When opponents face Kevin Anderson on the tennis court, it must
seem to them like he’s serving from the tree tops. South Africa’s
Anderson stands 6 feet 8 inches (203cm) high, the third- tallest
man on the ATP world tour. Croatia’s Ivo
Karlovic leads the way for big men at 6 foot 10, followed by 6 foot
9 John Isner of the United States.
Anderson, the world ranked 64th, is seeded second at the
$125,000 ATP Samsung Securities Cup
Challenger event beginning today at the Olympic Park Tennis Center
in Seoul, and ending Sunday, a tournament won seven times since
2000 by Korea’s Lee Hyung-taik.
The top seed is 42-ranked Yen-Hsun Lu of Taiwan, who beat Andy
Roddick on his way to the quarterfinals at this year’s Wimbledon.

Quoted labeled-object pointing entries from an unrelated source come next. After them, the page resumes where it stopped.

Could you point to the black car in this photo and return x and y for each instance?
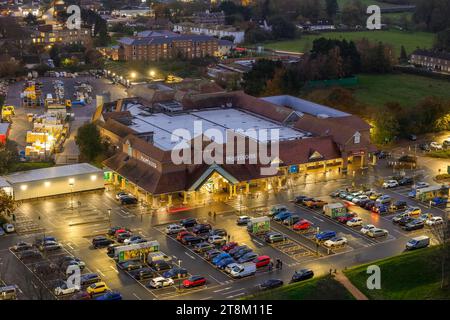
(271, 284)
(143, 274)
(218, 232)
(398, 205)
(101, 241)
(188, 222)
(405, 181)
(201, 228)
(189, 240)
(302, 274)
(416, 224)
(160, 265)
(128, 200)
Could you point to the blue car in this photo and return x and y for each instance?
(325, 235)
(224, 262)
(110, 296)
(282, 215)
(221, 256)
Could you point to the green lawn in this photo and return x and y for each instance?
(376, 90)
(397, 38)
(323, 288)
(409, 276)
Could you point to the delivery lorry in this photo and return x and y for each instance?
(334, 210)
(259, 225)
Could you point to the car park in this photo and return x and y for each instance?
(325, 235)
(101, 241)
(365, 229)
(377, 233)
(188, 222)
(302, 274)
(261, 261)
(272, 237)
(176, 273)
(194, 281)
(96, 288)
(203, 247)
(415, 224)
(355, 222)
(174, 228)
(302, 225)
(243, 220)
(390, 184)
(434, 221)
(160, 282)
(335, 242)
(110, 296)
(271, 284)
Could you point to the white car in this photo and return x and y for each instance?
(8, 227)
(390, 184)
(360, 198)
(436, 146)
(174, 228)
(367, 228)
(336, 241)
(160, 282)
(64, 289)
(354, 222)
(434, 221)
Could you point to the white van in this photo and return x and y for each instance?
(243, 270)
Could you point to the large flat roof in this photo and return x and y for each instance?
(163, 125)
(51, 173)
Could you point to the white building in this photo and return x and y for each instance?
(53, 181)
(211, 30)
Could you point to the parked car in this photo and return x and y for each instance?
(415, 224)
(355, 222)
(203, 247)
(325, 235)
(434, 221)
(261, 261)
(335, 242)
(243, 220)
(176, 273)
(174, 228)
(365, 229)
(302, 225)
(272, 237)
(96, 288)
(271, 284)
(390, 184)
(110, 296)
(188, 222)
(160, 282)
(377, 233)
(194, 281)
(228, 246)
(302, 274)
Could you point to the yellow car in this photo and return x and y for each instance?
(97, 288)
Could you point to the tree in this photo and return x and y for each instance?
(90, 142)
(331, 7)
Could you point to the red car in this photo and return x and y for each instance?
(302, 225)
(347, 217)
(228, 246)
(194, 281)
(262, 261)
(182, 234)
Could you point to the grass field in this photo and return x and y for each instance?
(410, 276)
(397, 38)
(324, 288)
(376, 90)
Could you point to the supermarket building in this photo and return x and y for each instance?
(312, 139)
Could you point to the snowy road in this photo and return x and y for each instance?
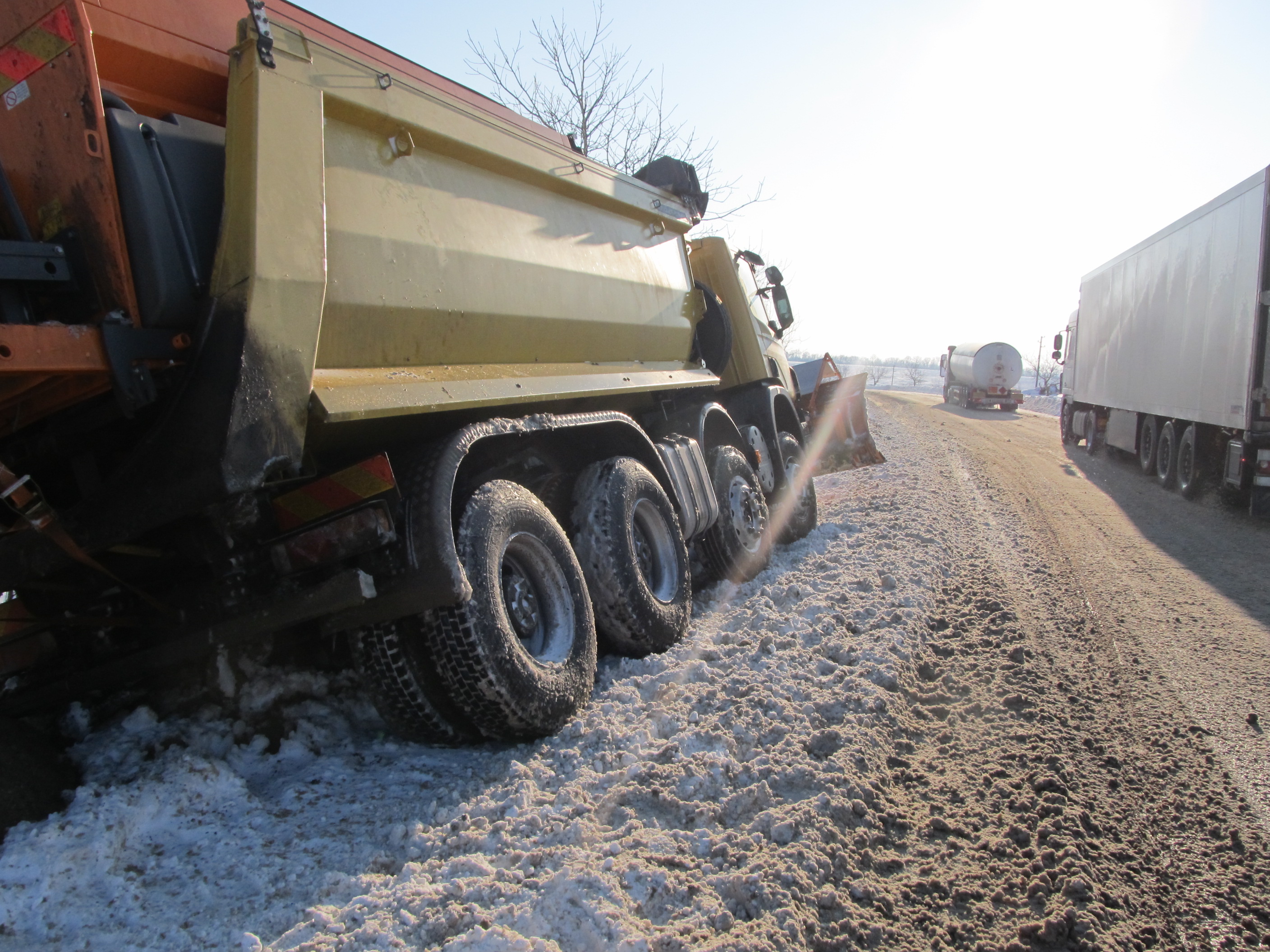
(910, 732)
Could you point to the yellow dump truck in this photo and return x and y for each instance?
(301, 337)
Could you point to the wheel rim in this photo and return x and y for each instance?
(747, 517)
(804, 498)
(654, 550)
(536, 598)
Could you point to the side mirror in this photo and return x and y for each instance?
(782, 300)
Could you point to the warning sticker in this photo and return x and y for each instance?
(35, 47)
(18, 94)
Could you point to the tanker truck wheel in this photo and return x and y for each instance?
(1188, 464)
(801, 517)
(735, 548)
(628, 539)
(1166, 456)
(1149, 442)
(520, 657)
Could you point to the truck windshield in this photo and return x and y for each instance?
(757, 302)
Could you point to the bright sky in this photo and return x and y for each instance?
(944, 170)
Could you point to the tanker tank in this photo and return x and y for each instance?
(977, 376)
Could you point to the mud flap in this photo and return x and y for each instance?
(840, 437)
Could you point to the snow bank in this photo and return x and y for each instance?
(700, 799)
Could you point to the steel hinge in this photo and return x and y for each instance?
(265, 36)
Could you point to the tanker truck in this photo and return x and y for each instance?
(1166, 357)
(298, 337)
(982, 375)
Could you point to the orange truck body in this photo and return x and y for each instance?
(159, 56)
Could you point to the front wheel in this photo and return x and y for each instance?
(628, 540)
(520, 657)
(799, 516)
(735, 548)
(1188, 464)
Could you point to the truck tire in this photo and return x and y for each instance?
(1149, 442)
(628, 540)
(520, 657)
(1166, 456)
(1189, 470)
(802, 516)
(735, 548)
(400, 673)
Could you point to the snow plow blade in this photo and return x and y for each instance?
(837, 417)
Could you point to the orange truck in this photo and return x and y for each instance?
(298, 335)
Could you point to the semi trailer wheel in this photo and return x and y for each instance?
(1166, 456)
(1188, 464)
(520, 657)
(735, 548)
(1149, 442)
(801, 518)
(628, 540)
(398, 668)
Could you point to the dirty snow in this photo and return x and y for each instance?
(668, 808)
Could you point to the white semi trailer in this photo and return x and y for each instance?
(982, 375)
(1166, 356)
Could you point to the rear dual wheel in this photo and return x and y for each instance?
(628, 539)
(517, 659)
(735, 549)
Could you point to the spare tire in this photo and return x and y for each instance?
(628, 539)
(520, 657)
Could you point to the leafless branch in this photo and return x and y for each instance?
(582, 86)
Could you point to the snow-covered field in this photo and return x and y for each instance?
(698, 801)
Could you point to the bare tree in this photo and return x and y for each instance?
(607, 106)
(1045, 371)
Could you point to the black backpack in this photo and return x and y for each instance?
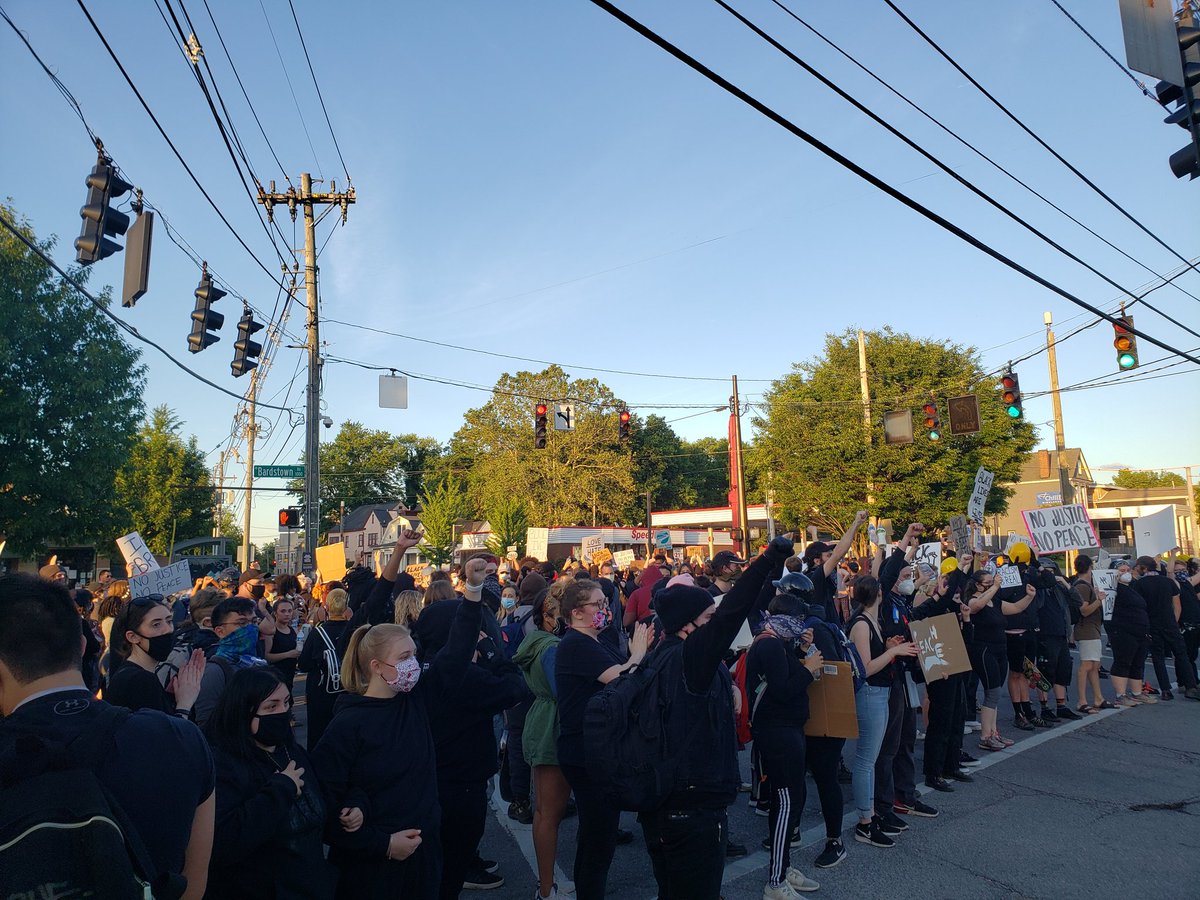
(625, 737)
(61, 832)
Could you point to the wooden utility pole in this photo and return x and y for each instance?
(306, 199)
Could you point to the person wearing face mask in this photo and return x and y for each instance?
(143, 636)
(582, 666)
(270, 811)
(378, 751)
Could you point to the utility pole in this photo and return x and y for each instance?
(251, 433)
(307, 199)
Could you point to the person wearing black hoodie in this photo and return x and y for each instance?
(463, 738)
(377, 754)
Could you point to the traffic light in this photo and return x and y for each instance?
(933, 421)
(1012, 396)
(99, 219)
(1126, 343)
(539, 426)
(203, 318)
(244, 349)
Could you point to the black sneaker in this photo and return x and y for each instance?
(873, 834)
(481, 881)
(832, 855)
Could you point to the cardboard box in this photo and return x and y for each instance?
(832, 712)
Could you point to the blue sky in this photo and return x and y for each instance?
(535, 179)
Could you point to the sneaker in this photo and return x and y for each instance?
(799, 882)
(780, 892)
(873, 835)
(832, 855)
(481, 881)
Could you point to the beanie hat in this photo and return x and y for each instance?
(676, 606)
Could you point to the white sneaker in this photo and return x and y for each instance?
(798, 881)
(784, 892)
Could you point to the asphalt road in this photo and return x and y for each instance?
(1095, 809)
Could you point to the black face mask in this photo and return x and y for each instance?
(274, 730)
(160, 647)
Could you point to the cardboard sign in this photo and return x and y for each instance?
(165, 580)
(331, 562)
(978, 501)
(940, 647)
(1155, 534)
(1105, 580)
(592, 545)
(137, 553)
(832, 712)
(1057, 528)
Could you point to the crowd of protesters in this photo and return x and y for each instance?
(419, 691)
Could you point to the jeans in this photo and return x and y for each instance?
(687, 851)
(871, 705)
(597, 838)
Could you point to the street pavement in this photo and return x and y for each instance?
(1103, 808)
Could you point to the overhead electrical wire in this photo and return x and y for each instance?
(941, 221)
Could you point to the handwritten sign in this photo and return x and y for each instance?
(1057, 528)
(940, 647)
(978, 501)
(136, 552)
(162, 580)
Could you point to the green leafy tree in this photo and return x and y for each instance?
(581, 477)
(509, 522)
(813, 439)
(366, 466)
(443, 505)
(70, 391)
(165, 484)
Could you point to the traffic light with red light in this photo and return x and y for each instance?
(1011, 385)
(1126, 343)
(539, 426)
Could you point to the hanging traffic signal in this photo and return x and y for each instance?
(204, 321)
(1126, 343)
(933, 421)
(99, 219)
(244, 349)
(539, 426)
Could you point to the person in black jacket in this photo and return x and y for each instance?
(377, 754)
(682, 834)
(270, 813)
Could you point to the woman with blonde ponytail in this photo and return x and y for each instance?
(377, 754)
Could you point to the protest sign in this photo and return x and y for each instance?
(979, 495)
(1057, 528)
(1155, 534)
(1105, 580)
(331, 562)
(165, 580)
(940, 647)
(136, 552)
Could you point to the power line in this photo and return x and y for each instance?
(1033, 135)
(941, 221)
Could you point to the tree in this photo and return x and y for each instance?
(443, 504)
(509, 525)
(365, 466)
(70, 390)
(1144, 479)
(165, 485)
(811, 435)
(581, 477)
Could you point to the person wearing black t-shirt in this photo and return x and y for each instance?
(1162, 595)
(582, 666)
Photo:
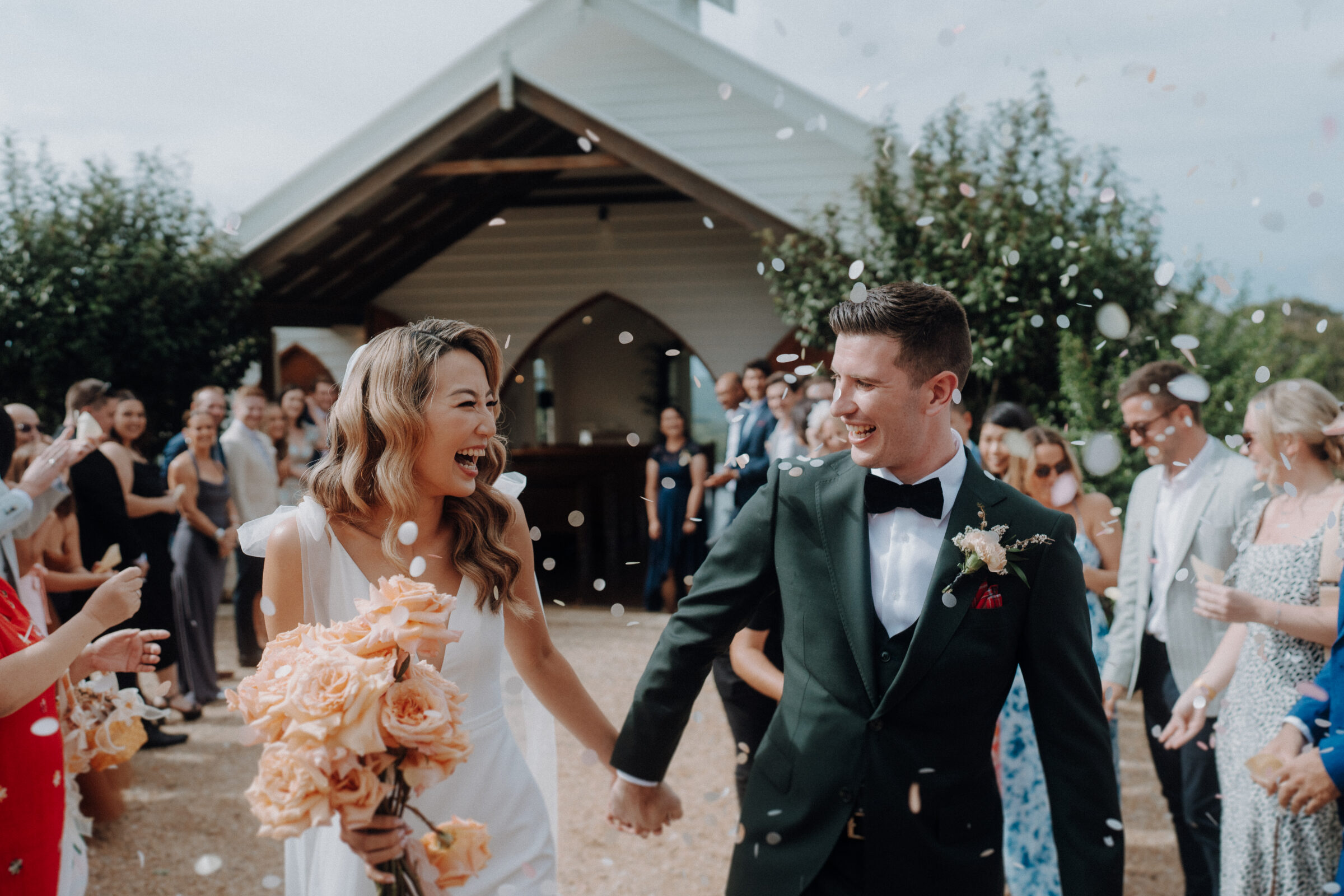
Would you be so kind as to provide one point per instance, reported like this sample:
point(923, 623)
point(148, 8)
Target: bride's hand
point(381, 840)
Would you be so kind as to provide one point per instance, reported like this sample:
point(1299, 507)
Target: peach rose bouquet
point(355, 722)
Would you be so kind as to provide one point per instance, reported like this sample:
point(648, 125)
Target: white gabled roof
point(640, 74)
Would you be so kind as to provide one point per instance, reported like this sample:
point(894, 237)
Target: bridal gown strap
point(494, 786)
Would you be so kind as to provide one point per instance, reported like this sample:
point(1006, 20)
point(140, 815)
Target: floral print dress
point(1032, 867)
point(1267, 850)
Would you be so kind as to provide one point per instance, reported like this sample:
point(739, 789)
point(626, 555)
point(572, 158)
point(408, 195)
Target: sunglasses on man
point(1043, 469)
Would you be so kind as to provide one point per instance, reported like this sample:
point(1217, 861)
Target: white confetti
point(45, 726)
point(209, 864)
point(408, 533)
point(1113, 321)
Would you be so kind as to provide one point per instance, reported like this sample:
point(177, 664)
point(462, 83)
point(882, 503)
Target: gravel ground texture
point(187, 802)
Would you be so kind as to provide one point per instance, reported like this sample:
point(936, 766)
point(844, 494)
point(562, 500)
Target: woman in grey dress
point(1275, 642)
point(206, 536)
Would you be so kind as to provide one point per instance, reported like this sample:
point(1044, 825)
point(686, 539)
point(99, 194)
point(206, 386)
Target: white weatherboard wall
point(519, 277)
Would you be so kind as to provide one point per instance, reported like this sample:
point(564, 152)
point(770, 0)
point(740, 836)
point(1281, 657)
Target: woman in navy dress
point(674, 487)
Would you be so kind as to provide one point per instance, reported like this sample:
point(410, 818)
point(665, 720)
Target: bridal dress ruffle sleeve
point(514, 796)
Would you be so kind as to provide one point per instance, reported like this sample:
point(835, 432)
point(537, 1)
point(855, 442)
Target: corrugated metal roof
point(640, 74)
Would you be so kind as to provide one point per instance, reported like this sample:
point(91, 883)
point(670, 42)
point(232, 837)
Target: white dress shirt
point(1174, 497)
point(902, 551)
point(904, 548)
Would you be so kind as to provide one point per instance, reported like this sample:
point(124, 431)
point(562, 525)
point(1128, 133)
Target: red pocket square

The other seeds are Florent Serra, France; Dudi Sela, Israel;
Somdev Devvarman, India; Frederico Gil, Portugal; Go Saeda, Japan,
and Grega Zemlja, Slovakia.
Anderson, 24, made his breakthrough this summer, reaching the
semifinals in Atlanta, the round of 16 in Toronto – losing 6-2, 7-6
to Rafael Nadal – and the round of 32 at the U.S. Open in
‘My serve is my biggest strength,’ Anderson said, after a Sunday
morning training session at Olympic Park, with South African coach
Louis Vosloo. ‘Since the Australian Open in January, I’ve been
looking to move forward more, to come from the back of the court to
the net, to take advantage of my serve.’
From 2004 through 2007, Anderson attended the University of
Illinois – one of the top schools in the U.S. for tennis _ on a
tennis scholarship, achieving a ranking of number 4 among college
players. He was able to win from the back of the court in college.
But in the pros, players like Roger Federer and Nadal, aren’t going
to miss after ten or twenty-stroke rallies.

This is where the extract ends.